Welcome to Check Up 13, in partnering with St. Vincent

WTHR, Channel 13, and Anne Marie Tiernon, co-anchor and health reporter, have partnered with Ascension St. Vincent, the nation's largest Catholic and not-for-profit health system, on an initiative called Check Up 13. The goal of the program is to educate and encourage Indiana residents to take a proactive role in their own health. Check Up 13 includes news stories that will air on the 13th of every month during the Health Beat segment. The program will highlight Ascension St. Vincent medical staff and focus on the health topic screening, event or promotion for that month.

Free Prostate Cancer Screenings

Prostate cancer is one of the most common forms of cancer in America – and also one of the most treatable.

One in six American men is diagnosed with prostate cancer and nearly 2 million Americans are living with this deadly disease.

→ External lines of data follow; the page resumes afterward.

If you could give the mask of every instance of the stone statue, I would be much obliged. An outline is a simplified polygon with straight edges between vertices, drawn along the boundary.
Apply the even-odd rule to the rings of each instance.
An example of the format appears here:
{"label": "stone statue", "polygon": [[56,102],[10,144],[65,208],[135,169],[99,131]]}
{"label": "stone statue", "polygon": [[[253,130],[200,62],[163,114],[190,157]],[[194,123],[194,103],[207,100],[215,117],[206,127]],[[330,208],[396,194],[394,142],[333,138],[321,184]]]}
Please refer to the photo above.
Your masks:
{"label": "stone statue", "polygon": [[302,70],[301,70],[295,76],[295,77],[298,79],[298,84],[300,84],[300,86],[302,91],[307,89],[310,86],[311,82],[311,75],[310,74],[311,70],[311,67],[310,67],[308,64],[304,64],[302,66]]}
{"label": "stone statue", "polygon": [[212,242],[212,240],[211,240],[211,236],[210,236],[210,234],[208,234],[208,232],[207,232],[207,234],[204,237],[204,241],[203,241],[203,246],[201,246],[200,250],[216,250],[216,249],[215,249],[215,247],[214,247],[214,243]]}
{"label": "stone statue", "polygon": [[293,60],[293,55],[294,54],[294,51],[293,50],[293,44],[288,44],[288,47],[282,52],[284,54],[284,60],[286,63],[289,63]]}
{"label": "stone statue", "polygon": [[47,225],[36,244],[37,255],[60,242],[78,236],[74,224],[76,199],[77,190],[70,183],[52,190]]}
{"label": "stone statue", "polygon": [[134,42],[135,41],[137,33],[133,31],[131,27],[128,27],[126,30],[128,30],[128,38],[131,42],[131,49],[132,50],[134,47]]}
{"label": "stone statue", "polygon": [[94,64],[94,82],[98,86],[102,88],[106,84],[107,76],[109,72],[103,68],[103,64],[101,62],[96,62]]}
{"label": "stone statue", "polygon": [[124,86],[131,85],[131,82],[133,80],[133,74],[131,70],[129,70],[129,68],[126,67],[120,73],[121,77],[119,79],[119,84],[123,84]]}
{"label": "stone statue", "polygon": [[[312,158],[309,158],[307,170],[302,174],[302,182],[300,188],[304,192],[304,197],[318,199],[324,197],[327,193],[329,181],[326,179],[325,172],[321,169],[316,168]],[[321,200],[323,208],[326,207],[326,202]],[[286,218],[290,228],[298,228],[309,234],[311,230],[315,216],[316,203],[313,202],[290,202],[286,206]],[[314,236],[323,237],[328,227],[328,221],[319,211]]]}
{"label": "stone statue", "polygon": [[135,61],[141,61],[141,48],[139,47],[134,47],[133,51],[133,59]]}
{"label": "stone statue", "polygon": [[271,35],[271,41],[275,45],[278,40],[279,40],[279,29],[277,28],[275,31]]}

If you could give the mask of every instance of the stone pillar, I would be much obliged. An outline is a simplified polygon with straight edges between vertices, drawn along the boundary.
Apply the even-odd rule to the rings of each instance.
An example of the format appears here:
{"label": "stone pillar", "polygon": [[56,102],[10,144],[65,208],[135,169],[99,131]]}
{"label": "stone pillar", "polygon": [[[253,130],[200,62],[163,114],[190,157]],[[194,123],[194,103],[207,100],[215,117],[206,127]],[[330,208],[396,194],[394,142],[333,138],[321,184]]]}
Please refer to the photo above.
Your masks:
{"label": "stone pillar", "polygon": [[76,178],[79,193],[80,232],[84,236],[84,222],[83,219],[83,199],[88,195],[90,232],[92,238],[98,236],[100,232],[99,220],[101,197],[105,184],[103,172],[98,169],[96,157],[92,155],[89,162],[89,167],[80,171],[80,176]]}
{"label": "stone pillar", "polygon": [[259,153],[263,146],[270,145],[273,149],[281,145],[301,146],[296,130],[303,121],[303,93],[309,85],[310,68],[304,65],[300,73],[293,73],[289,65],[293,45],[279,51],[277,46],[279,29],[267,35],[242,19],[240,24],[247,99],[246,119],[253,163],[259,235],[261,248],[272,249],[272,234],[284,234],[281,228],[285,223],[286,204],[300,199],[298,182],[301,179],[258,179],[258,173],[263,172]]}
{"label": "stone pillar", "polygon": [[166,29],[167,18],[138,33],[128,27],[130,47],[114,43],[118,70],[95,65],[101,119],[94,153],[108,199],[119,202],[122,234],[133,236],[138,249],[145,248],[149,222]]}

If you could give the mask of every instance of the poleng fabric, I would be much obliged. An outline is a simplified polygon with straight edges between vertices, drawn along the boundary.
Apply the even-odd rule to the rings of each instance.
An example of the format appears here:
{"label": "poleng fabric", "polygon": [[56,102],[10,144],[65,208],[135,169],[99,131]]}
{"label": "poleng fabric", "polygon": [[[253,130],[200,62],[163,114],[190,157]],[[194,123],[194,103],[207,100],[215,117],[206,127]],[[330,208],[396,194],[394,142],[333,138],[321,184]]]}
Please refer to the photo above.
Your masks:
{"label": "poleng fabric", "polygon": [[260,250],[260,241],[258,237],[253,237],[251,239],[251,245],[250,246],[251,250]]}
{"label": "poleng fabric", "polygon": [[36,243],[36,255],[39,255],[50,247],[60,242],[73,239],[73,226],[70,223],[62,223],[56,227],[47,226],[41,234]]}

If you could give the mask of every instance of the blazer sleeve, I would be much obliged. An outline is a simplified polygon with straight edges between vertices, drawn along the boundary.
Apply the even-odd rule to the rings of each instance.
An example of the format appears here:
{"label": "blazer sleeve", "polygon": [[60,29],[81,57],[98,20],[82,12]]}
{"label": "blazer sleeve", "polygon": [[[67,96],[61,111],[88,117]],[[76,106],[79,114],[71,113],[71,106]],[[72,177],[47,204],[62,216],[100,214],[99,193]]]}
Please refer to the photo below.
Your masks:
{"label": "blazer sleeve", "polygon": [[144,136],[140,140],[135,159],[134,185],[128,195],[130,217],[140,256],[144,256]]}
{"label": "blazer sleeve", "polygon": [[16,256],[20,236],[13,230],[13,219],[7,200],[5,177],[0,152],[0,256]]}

And as men increase in age, their risk of developing prostate cancer increases exponentially, according to the Prostate Cancer Foundation.

  • Approximately 1 in 10,000 men are diagnosed with prostate cancer before they turn 40.
  • But, for men ages 40 to 59, the prostate cancer rate jumps to 1 in 38.
  • And for men ages 60 to 69, the prostate cancer rate skyrockets to 1 in every 14 men.

Nearly 60 percent of all prostate cancers are diagnosed in men over the age of 65. Approximately 97 percent of all prostate cancers occur in men 50 years of age and older.

African-American men are 56 percent more likely to develop prostate cancer compared with Caucasian men and nearly 2.5 times as likely to die from the disease.

Men with a single first-degree relative—father, brother or son—with a history of prostate cancer are twice as likely to develop the disease, while those with two or more relatives are nearly four times as likely to be diagnosed. The risk is highest in men whose family members were diagnosed before age 65.

There are about 250,000 new cases diagnosed each year, and a non-smoking man is more likely to develop prostate cancer than colon cancer, bladder cancer, melanoma, lymphoma, and kidney cancer combined.

According to the Prostate Cancer Foundation, men are 35 percent more likely to be diagnosed with prostate cancer than women are to be diagnosed with breast cancer.

Prostate cancer is serious, but it is also very treatable if detected early. It is generally a slow-growing cancer and nearly 100 percent of men whose prostate cancer is detected before it spreads to other parts of the body are disease-free after five years.